My question is how can you deduce the object overhead from doing experiments with the JVM. While i agree with Eliot's model of 2 words of overhead for Objects and 3 words for Object's for JDK 1.3., on NT my estimates are different. Specifically:
Windows NT 4.0 x86
java version "1.3"
Java(TM) 2 Runtime Environment, Standard Edition (build 1.3.0-C)
Java HotSpot(TM) Client VM (build 1.3.0-C, mixed mode)
I measure 8 bytes per Object and 16 bytes per Object.
java version "1.2"
Classic VM (build 1.2.2, build Linux_JDK_1.2.2_RC4, native threads, nojit)
I get 16.24 bytes per Object and 16.24 bytes per Object.
I thought the fraction .24 could be do to other work going on i'm not accounting for. However, both these examples have only 1 thread running, mine.
Some other JVM's when running this benchmark have several apparently related to JIT compiling.
To get back to the original question of Java consing, String consing is the biggest suprise i've seen - an empty String takes 40 bytes. String interning can be a valuable optimization. If functional languages naturally share structure, that could be a big advantage.
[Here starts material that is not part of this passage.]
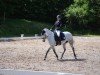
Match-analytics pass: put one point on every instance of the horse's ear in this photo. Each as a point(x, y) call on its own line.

At 03:59 PM 12/22/2000 , David F. Bacon wrote:
>in particular, only two bits are needed per object for the hashcode in almost
>all cases. these bits represent three states: unhashed, hashed, and
>if an object's state is "hashed" and it is moved by the collector, then the old
>address is copied to the end of the new object and the state is changed to
>"hashed&moved". since most objects die young, and most objects don't have
>their hashCode() method invoked, this almost never happens.
>we implemented this optimization as part of the thin locks work (see pldi98).
>there is no inherent reason why a copying collector for java should perform any
>worse than for other languages.
>p.s. dylan's hashcode semantics are a heinous.